В своей книге «Поэтика Осипа Мандельштама» О. Ронен, конечно, не мог обойти знаменитую, как принято ее называть, «эпиграмму» Мандельштама на Сталина. (Слово «эпиграмма» я тут взял в кавычки, поскольку эта «эпиграмма», как пренебрежительно именовали это стихотворение некоторые современники, на мой взгляд, несет в себе заряд огромной поэтической силы.) Образ тирана, запечатленный в этих шестнадцати строчках, при всей своей лубочности («Тараканьи смеются усища и сияют его голенища») словно вырублен из цельного куска и по-своему монументален. («Его толстые пальцы, как черви, жирны, и слова, как пудовые гири, верны…», «Как подковы кует за указом указ, – кому в пах, кому в лоб, кому в бровь, кому в глаз…»). И даже одного только первого двустишия, в котором отчаяние поэта отлилось в чеканную и емкую поэтическую формулу («Мы живем, под собою не чуя страны, наши речи за десять шагов не слышны…») было бы довольно, чтобы поставить это стихотворение в один ряд с пушкинскими строчками: «Беда стране, где раб и льстец одни приближены к престолу…» и лермонтовским: «Страна рабов, страна господ».

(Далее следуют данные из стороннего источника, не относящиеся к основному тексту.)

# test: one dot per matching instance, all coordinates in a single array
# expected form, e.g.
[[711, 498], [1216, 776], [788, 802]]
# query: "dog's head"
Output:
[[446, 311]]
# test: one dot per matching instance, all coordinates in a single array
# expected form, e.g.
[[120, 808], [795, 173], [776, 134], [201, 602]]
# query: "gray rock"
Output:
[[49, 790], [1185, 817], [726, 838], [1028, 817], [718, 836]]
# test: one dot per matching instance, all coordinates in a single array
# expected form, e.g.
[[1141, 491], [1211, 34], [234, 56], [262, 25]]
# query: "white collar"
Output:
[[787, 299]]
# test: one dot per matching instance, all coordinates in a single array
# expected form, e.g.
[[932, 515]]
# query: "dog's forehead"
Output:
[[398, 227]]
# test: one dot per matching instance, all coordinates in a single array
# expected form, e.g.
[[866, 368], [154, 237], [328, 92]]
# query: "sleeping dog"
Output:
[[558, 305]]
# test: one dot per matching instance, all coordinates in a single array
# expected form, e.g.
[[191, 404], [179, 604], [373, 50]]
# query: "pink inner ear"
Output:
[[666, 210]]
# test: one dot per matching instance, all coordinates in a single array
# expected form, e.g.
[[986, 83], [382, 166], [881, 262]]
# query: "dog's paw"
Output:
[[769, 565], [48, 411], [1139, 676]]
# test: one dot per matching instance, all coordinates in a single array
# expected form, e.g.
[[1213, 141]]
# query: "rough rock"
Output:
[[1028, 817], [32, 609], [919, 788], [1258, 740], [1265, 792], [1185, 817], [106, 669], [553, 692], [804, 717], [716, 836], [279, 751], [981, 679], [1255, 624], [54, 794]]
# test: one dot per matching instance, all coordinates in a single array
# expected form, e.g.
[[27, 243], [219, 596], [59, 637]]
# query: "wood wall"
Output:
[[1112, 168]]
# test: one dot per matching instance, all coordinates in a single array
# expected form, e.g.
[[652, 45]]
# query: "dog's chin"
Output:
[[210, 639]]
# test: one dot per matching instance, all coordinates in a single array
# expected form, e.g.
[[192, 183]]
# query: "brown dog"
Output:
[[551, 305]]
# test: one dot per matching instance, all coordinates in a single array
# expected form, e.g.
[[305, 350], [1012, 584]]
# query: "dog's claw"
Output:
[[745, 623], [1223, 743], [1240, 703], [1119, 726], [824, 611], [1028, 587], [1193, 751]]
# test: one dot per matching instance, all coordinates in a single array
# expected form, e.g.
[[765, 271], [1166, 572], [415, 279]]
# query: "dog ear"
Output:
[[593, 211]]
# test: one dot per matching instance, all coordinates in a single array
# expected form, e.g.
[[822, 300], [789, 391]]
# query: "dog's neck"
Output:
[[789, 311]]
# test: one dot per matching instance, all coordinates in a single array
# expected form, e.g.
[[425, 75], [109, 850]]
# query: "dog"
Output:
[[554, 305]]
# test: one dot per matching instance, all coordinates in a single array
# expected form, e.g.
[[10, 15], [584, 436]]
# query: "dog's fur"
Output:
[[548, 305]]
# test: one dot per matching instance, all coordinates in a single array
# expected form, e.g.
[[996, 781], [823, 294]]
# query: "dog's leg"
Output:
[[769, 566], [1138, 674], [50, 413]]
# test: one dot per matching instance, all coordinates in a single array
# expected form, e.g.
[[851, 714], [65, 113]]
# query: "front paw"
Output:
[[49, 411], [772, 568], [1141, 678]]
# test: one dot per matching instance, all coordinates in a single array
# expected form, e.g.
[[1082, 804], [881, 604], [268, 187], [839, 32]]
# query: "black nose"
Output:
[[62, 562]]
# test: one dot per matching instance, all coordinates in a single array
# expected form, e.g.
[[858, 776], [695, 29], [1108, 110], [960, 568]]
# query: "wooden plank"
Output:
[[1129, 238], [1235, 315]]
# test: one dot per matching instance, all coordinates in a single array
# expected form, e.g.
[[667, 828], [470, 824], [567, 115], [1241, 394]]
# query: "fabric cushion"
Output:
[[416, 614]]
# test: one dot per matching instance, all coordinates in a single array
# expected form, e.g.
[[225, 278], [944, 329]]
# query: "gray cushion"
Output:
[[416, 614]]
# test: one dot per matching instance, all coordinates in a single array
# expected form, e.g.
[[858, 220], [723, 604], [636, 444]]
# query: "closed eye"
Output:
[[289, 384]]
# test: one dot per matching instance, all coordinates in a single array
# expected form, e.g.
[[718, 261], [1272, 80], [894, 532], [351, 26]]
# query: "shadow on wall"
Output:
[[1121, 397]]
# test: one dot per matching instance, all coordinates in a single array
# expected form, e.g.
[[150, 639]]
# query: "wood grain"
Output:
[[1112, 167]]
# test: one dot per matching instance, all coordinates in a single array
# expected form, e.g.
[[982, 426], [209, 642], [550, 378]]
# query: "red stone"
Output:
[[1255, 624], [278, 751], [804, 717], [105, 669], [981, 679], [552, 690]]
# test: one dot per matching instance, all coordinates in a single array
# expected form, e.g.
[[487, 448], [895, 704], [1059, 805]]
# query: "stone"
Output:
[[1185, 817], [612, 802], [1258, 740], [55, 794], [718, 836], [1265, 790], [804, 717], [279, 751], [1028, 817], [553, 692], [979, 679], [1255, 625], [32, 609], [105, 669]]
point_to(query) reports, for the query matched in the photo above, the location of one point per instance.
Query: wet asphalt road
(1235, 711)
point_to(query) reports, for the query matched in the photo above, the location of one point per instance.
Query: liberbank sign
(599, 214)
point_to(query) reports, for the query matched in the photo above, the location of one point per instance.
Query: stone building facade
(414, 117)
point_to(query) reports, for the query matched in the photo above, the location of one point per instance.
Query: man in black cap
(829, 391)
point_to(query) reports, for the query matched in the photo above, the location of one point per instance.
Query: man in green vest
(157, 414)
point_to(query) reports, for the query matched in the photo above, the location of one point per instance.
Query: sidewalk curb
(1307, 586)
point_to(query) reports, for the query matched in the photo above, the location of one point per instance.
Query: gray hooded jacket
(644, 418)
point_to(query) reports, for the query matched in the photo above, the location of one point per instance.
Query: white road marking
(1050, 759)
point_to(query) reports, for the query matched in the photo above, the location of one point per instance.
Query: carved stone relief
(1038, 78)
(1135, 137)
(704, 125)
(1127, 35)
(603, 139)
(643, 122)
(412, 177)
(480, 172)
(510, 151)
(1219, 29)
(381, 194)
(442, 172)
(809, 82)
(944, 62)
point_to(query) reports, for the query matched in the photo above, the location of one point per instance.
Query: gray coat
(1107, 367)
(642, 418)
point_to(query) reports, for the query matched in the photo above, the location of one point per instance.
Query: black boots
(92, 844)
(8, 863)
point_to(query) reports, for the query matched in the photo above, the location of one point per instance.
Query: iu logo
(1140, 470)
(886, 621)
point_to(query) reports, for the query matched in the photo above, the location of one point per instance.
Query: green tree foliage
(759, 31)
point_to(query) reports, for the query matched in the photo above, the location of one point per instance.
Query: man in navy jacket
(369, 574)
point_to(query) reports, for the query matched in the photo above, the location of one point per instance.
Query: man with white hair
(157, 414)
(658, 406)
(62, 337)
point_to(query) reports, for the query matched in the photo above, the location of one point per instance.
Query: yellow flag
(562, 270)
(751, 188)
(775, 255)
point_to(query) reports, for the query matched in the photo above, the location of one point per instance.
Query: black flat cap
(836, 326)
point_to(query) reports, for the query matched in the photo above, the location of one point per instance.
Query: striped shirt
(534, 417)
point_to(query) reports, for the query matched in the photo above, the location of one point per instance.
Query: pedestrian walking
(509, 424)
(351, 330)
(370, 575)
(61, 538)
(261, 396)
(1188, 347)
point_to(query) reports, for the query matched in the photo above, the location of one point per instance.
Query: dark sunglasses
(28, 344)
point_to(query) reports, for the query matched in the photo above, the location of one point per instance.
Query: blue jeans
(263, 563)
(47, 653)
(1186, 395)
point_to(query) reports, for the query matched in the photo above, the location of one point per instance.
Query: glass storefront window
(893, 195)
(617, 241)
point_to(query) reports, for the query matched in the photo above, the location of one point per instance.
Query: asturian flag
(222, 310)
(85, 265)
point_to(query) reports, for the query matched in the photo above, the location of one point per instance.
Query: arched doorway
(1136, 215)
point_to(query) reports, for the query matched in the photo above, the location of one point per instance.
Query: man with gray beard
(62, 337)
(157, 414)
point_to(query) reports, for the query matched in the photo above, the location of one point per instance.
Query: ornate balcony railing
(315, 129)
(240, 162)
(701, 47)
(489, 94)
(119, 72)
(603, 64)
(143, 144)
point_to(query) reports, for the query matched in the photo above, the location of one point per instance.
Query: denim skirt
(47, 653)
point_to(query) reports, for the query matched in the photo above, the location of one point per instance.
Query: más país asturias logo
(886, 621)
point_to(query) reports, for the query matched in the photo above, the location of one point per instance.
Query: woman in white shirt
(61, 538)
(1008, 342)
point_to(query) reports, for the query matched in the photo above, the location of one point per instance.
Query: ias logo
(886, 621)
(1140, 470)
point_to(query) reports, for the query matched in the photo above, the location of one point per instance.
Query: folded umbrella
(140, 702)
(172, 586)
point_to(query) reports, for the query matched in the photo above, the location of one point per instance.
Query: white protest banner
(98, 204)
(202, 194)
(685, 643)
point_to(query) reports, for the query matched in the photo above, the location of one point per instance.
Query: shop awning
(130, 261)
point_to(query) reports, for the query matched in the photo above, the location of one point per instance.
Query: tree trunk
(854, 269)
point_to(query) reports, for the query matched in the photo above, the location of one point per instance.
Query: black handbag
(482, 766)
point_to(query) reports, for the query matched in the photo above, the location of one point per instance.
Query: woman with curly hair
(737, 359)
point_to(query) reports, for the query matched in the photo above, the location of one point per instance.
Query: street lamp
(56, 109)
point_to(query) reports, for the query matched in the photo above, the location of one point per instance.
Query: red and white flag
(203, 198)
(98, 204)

По-разному можно относиться к этой мандельштамовской «эпиграмме». По-разному можно ее и анализировать.
Омри Ронен в своей книге делает это так:
В ней Мандельштам возродил традицию фольклоризованной гражданской сатиры XIX века с той постановкой «русского голоса», которая вызывает в памяти, в первую очередь, «народный стиль» гр. А.К. Толстого. Своим ритмико-интонационным строем, риторикой негодования, смягченного просторечивым юмором и позой простодушного изумления, и несколькими конкретными деталями эти знаменитые стихи восходят к не менее знаменитой «песне» Толстого «Поток-Богатырь». Сходство между некоторыми строками можно указать вполне отчетливо:
Мы живем, под собою не чуя страны,
Наши речи за десять шагов не слышны…
Там припомнят кремлевского горца,
А вокруг него сброд тонкошеих вождей…
Что ни казнь у него, то малина.
Ср.:
Под собой уже резвых не чувствует ног…
И пытает у встречного он молодца:
«Где здесь, дядя, сбирается вече?»
Но на том от испугу не видно лица:
«Чур меня, – говорит, – человече!»
Обожали московского хана
А кругом с топорами идут палачи,
Его милость сбираются тешить,
Там кого-то рубить или вешать.
Этот подтекст, кажется, объясняет, почему строка о душегубце и мужикоборце была исключена Мандельштамом из окончательной версии стихотворения: она могла напомнить об оскорбительно прозвучавших бы теперь шуточках Потока: «Есть мужик и мужик: / Если он не пропьет урожаю, / Я тогда мужика уважаю»; «Ведь вчера еще, лежа на брюхе, они / Обожали московского хана, / А сегодня велят мужика обожать» и т. п. [51]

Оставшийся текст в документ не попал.